A Railroad for Fannin County

Bonham Daily Favorite, October 3, 1993

When Texas finally began to shake off the effects of the Civil War and adjust to the realities and constrictions of reconstruction, a new direction began to shape the fortunes of the State. A movement begun with fervor at the mid point of the nineteenth century again captured the imagination of state officials and citizens as financial interests began to direct money toward the construction and development of a railroad system for Texas.

Although interest in railroads had marked early capitalistic ventures during the final years of the Republic of Texas, the State was generally slow to formulate any concrete plans for railroad construction. It was not until 1853 that 20 miles of a rail line were constructed.

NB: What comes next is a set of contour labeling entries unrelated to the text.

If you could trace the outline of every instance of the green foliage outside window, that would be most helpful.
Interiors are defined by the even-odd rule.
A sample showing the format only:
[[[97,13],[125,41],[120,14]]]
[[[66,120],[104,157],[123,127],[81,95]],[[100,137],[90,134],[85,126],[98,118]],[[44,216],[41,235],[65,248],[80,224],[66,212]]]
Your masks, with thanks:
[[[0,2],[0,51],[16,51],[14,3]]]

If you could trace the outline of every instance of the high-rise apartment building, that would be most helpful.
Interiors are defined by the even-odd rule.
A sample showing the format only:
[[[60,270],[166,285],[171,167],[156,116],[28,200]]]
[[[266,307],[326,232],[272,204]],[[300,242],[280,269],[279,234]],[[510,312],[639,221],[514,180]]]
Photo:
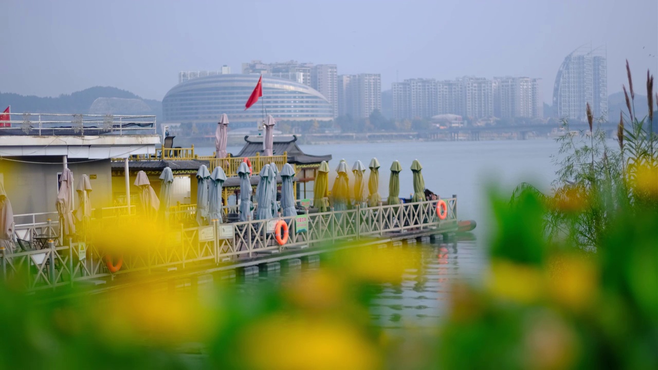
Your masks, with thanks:
[[[589,103],[595,117],[607,118],[607,63],[605,51],[581,47],[565,58],[555,76],[553,107],[558,118],[586,119]]]
[[[494,116],[494,91],[490,80],[465,76],[461,85],[462,115],[469,119]]]
[[[311,87],[327,98],[338,117],[338,68],[336,65],[317,65],[311,72]]]
[[[338,115],[351,115],[352,78],[351,74],[338,76]]]
[[[339,115],[363,119],[375,110],[382,111],[382,76],[378,73],[339,76],[338,86]]]
[[[429,118],[438,114],[438,84],[433,78],[393,84],[393,115],[399,119]]]
[[[539,78],[494,78],[494,115],[502,119],[542,118],[544,101]]]

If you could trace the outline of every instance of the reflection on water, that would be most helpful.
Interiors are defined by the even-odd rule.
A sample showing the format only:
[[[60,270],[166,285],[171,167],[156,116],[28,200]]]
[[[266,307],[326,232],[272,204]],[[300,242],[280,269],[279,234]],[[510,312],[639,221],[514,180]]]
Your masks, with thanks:
[[[399,284],[380,285],[370,307],[373,322],[392,329],[435,326],[445,312],[451,284],[455,279],[475,283],[481,280],[485,255],[474,240],[463,239],[446,244],[439,238],[436,242],[426,240],[408,246],[389,246],[420,250],[420,268],[406,270]],[[280,269],[238,277],[236,283],[249,294],[264,282],[289,274],[313,271],[320,267],[324,257],[312,257],[303,265],[288,266],[282,262]]]

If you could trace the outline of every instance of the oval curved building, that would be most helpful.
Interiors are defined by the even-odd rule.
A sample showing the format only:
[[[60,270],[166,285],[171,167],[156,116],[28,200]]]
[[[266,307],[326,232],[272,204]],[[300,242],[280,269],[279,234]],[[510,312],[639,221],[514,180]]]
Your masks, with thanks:
[[[245,111],[245,103],[259,77],[259,74],[217,74],[178,84],[163,99],[164,121],[216,123],[222,113],[226,113],[232,124],[251,126],[263,119],[263,107],[278,121],[333,119],[331,104],[316,90],[265,75],[263,97]]]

Only four charters were granted by the republican government at the time that Texas entered the Union. Over the next sixteen years the number grew to only 56 additional charters. Not all of these charters saw tangible results. One of the early companies was to have an impact on railroad development in Fannin County.

A group of Harrison County investors, backed by additional monies from east coast investors met in Marshall, Texas over a period of several months in the summer and fall of 1851. The result of these meetings was the organization of a proposed new railroad venture. Among the Texas investors were James Pinckney Henderson, first governor of the State of Texas, Dr. Joseph Taylor, M.J. Hall, William Thomas Scott, C.S. Todd, and later Louis T. Wigfall, future U.S. Senator and famed messenger to Fort Sumter, South Carolina at the beginning of hostilities in the Civil War.

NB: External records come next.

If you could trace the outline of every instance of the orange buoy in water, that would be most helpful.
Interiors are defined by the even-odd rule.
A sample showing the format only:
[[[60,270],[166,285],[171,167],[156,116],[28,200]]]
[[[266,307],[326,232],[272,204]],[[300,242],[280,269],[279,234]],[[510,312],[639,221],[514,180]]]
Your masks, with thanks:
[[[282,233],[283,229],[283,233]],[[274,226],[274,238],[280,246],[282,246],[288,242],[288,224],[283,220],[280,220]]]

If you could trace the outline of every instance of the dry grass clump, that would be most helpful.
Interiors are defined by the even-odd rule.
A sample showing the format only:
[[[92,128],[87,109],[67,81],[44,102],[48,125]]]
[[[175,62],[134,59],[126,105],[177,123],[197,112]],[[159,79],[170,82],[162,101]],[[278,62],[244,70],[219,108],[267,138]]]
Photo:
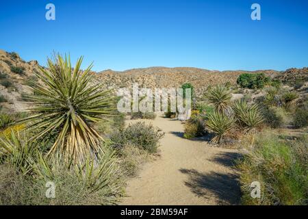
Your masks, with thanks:
[[[287,142],[271,133],[255,136],[238,162],[244,205],[307,205],[307,136]],[[261,184],[261,198],[251,196],[251,183]]]

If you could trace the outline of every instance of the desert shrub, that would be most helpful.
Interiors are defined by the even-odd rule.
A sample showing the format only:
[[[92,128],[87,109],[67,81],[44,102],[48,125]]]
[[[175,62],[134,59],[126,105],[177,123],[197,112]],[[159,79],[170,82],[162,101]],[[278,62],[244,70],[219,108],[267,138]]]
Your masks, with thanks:
[[[0,72],[0,79],[7,79],[8,77],[8,75],[7,73]]]
[[[5,62],[6,64],[8,64],[8,65],[9,66],[12,66],[12,62],[10,61],[10,60],[4,60],[4,62]]]
[[[100,164],[88,162],[81,170],[48,164],[48,175],[22,175],[8,164],[0,167],[0,205],[114,205],[123,196],[120,168],[114,155],[106,155]],[[42,164],[34,165],[39,172]],[[44,163],[44,164],[47,164]],[[45,196],[46,183],[55,185],[55,197]]]
[[[201,117],[189,119],[185,124],[184,138],[190,138],[202,136],[205,133],[205,122]]]
[[[131,119],[155,119],[156,114],[153,112],[132,112]]]
[[[118,154],[120,156],[122,171],[128,177],[135,175],[138,166],[147,158],[147,153],[145,151],[131,144],[124,145],[118,151]]]
[[[181,86],[181,88],[183,89],[183,98],[185,99],[186,96],[186,90],[185,89],[190,89],[191,96],[192,97],[194,96],[194,86],[190,83],[185,83],[182,84]]]
[[[279,128],[286,123],[286,114],[281,107],[263,106],[261,112],[264,123],[272,128]]]
[[[6,88],[13,86],[13,83],[7,79],[1,79],[0,81],[0,84]]]
[[[308,108],[296,108],[294,114],[292,125],[296,128],[308,126]]]
[[[270,81],[270,85],[274,88],[279,89],[281,88],[282,82],[279,79],[272,79],[272,81]]]
[[[233,124],[234,119],[225,114],[215,112],[209,116],[206,123],[206,129],[216,134],[211,140],[214,143],[221,143],[223,136],[229,131]]]
[[[248,104],[244,99],[236,100],[232,109],[238,124],[244,129],[244,133],[255,131],[264,120],[258,106],[256,104]]]
[[[18,74],[18,75],[23,75],[24,74],[24,70],[25,70],[25,68],[24,67],[11,66],[11,71],[13,73],[16,73],[16,74]]]
[[[8,100],[3,95],[0,94],[0,103],[5,103],[8,102]]]
[[[29,78],[26,79],[23,81],[23,84],[28,86],[29,87],[34,87],[36,86],[38,81],[38,77],[36,76],[32,75],[30,76]]]
[[[270,81],[270,77],[266,77],[264,73],[244,73],[239,76],[236,82],[242,88],[255,89],[263,88],[264,88],[264,86],[268,84]]]
[[[114,205],[122,196],[121,169],[107,145],[101,146],[104,153],[98,155],[99,160],[88,157],[82,165],[72,166],[60,157],[45,159],[42,146],[26,135],[12,136],[12,140],[1,140],[1,163],[11,168],[7,172],[13,176],[8,181],[0,177],[0,188],[7,188],[0,192],[1,204]],[[54,198],[45,197],[47,181],[56,186]]]
[[[232,95],[230,89],[218,85],[207,92],[206,97],[216,111],[222,112],[229,109]]]
[[[164,133],[151,124],[138,122],[130,124],[123,131],[116,131],[110,138],[116,148],[131,144],[150,153],[155,153]]]
[[[122,131],[125,126],[125,114],[118,113],[112,116],[108,122],[101,123],[97,126],[99,133],[108,136],[116,130]]]
[[[307,138],[287,142],[270,133],[257,136],[238,165],[242,204],[307,205]],[[260,183],[260,198],[251,196],[253,181]]]
[[[18,54],[17,54],[15,52],[12,52],[12,53],[10,53],[9,54],[11,56],[11,57],[14,60],[16,60],[18,57]]]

At the opening of the Fourth Texas Legislature in February, 1852, Senator William T. Scott introduced a bill to incorporate the Vicksburg and El Paso Railroad Company. Contained in the act was a section empowering the company to "locate, construct, own, and maintain a railing company, at a suitable point on the eastern boundary line, and thence running by such course as said company shall decree and determine to be most suitable, to El Paso, on the Rio Grande ."

An error made by the engrossing clerk of the legislature resulted in the company name being mistakenly listed as the Texas Western Railroad. Rather than to start from the beginning and winding through the legislative process, the stockholders adopted the name Texas Western and started operations under the title. The action was more than likely illegal, but was never challenged.


The charter for the company stated that construction must begin within five years and have completed twenty miles by the end of the sixth year. Over the next four years several attempts were made to gain control of the charter especially after the legislature offered additional sections of land to the company for each mile constructed.

Little had been done on the line by 1856 and in the closing days of the Sixth Legislature the company charter was renewed. Governor E.M. Pease vetoed the act, but his veto was overturned. In October of 1856, in New York City, at a meeting of the stockholders, the name of the company was changed to The Southern Pacific Railroad Company, which is not to be confused with the later Southern Pacific Railroad.

By the time this action took place only six Texas remained on the board, Henderson, Taylor, Todd, Hall, Scott, and W.R.D. Ward. The majority of the remaining thirteen stockholders were from New York and New Jersey. An engineer named Colonel A.B. Gray was hired to survey the proposed route. In his initial report Gray indicated that he had carried the survey far beyond the initial boundary and had mapped out a proposed route to the Pacific coast for a distance of 1621 miles.

As the first construction deadline required by the rechartering neared the line had been surveyed and right of way cleared from Swanson's Landing on Lake Caddo to Scottsville, eight miles east of Marshall. Actual construction covered a distance of twenty miles which satisfied the charter requirements, but the charter also required the addition of "rolling stock" in operation on the completed line.

An engine which had been ordered by the company would not be received in time, so to satisfy the requirement, William T. Scott, using some of his plantation laborers, managed to hitch several teams of oxen to the construction cars which were being used on the line and pulled the "rolling stock" the distance of twenty miles, saving the charter.

By September of 1859 the line had reached to within one mile of Marshall. Trains began running irregularly until November when a regular schedule was instituted. The steam locomotive which had finally arrived was given the nickname "Bull of the Woods" from its habit of frequently leaving the tracks and plunging in among the pine trees between Swanson's Landing and Marshall.

During these early days of construction various acts of the Texas Legislature issued land grants to the railroad, for about 600,000 acres, as a bonus for building the railroad.

With the outbreak of the Civil War construction was halted on the line. Early on, Marshall became an important center for the Confederate army in Texas, Arkansas, and Louisiana with the result that a more direct connection between Marshall, Shreveport, and New Orleans was needed. The company, with the assistance of the Confederate army, tore up the tracks between Swanson's Landing and Jonesville and relaid them to the east to near Greenwood, Louisiana.

After the end of the war and the attempts to restore some semblance of normalcy to the lives of Texans, attempts were launched to pick up the program of construction on the line. By 1869 the road was extended west past Marshall toward Longview.

However, additional capital was in short supply, particularly among the Texas stockholders. Most of these men had built their fortunes around cotton and slaves and the surrender brought about an almost total collapse of their finances .

Several attempts to gain control of the company and its charter were attempted in the late '60's. One group of investors in the Memphis, El Paso, and Pacific Railroad made a concerted effort to gain control. This company has originally proposed a line from Fulton, Arkansas, along the southern bank of Red River, through El Paso and terminating at the Pacific Ocean. Finally the company was purchased on July 27, 1870 by the Southern Transcontinental Railroad.